Optimization: Your Worst Enemy

Optimization (2)

A classic blunder in optimization was committed some years ago by one of the major software vendors. We had their first interactive timesharing system, and it was a "learning experience" in a variety of ways. One such experience was that of the FORTRAN compiler group. Now any compiler writer knows that the larger the hash table you use for a symbol table, the better your performance on lookup will be. When you are writing a multipass compiler in a 32K mainframe, you end up using a relatively small symbol table, but you create a really, really good hash algorithm so that the probability of a hash collision is reduced (unlike a binary seach, which is log n, a good hash table has constant performance, up to a certain density, so as long as you keep the density below this threshold you might expect that you will typically have an order 1 or 2 cost to enter or lookup a symbol, on the average. A perfect hash table (which is usually precomputed for constant symbols), has a constant performance between 1.0 and 1.3 or thereabouts; if it gets to 1.5 you rework the hashing to get it lower).

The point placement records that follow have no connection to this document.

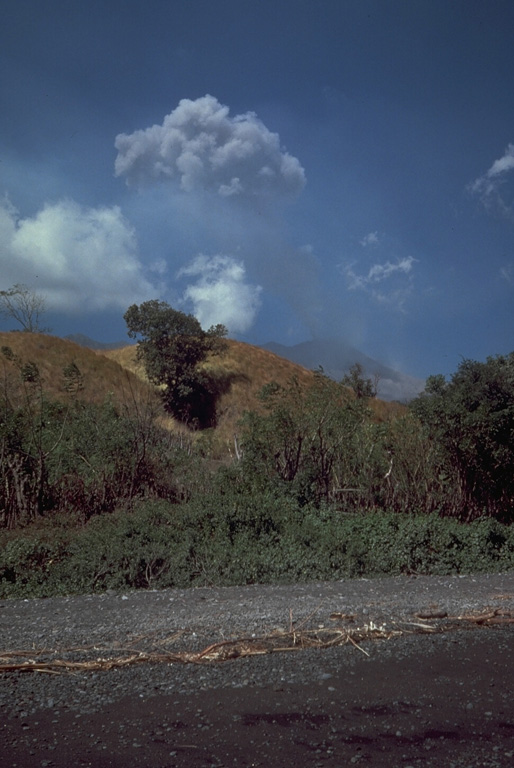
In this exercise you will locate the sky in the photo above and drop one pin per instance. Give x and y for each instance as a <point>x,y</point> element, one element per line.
<point>293,169</point>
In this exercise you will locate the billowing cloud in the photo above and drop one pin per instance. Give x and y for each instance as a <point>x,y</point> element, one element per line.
<point>221,293</point>
<point>79,258</point>
<point>202,148</point>
<point>489,187</point>
<point>370,239</point>
<point>378,272</point>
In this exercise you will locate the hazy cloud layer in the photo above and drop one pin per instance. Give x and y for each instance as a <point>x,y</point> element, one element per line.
<point>388,283</point>
<point>79,258</point>
<point>370,239</point>
<point>490,187</point>
<point>221,293</point>
<point>201,147</point>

So anyway, this compiler group discovers that they no longer have 32K, or 128K, or 512K. Instead, they now have a 4GB virtual address space. "Hey, let's use a really big hash table!" you can hear them saying, "Like, how about 1 MB table?" So they did. But they also had a very sophisticated compiler technology designed for small and relatively dense hash tables. So the result was that the symbols were fairly uniformly distributed over the 256 4K pages in that 1MB, which meant that every symbol access caused a page fault. The compiler was a dog. When they finally went back to a 64K symbol table, they found that although the algorithm had poorer "absolute" performance from a purely algorithmic viewpoint (taking many more instructions to look up a symbol), because it did not cause nearly as many page faults, it ran over an order of magnitude faster. So third-order effects do matter.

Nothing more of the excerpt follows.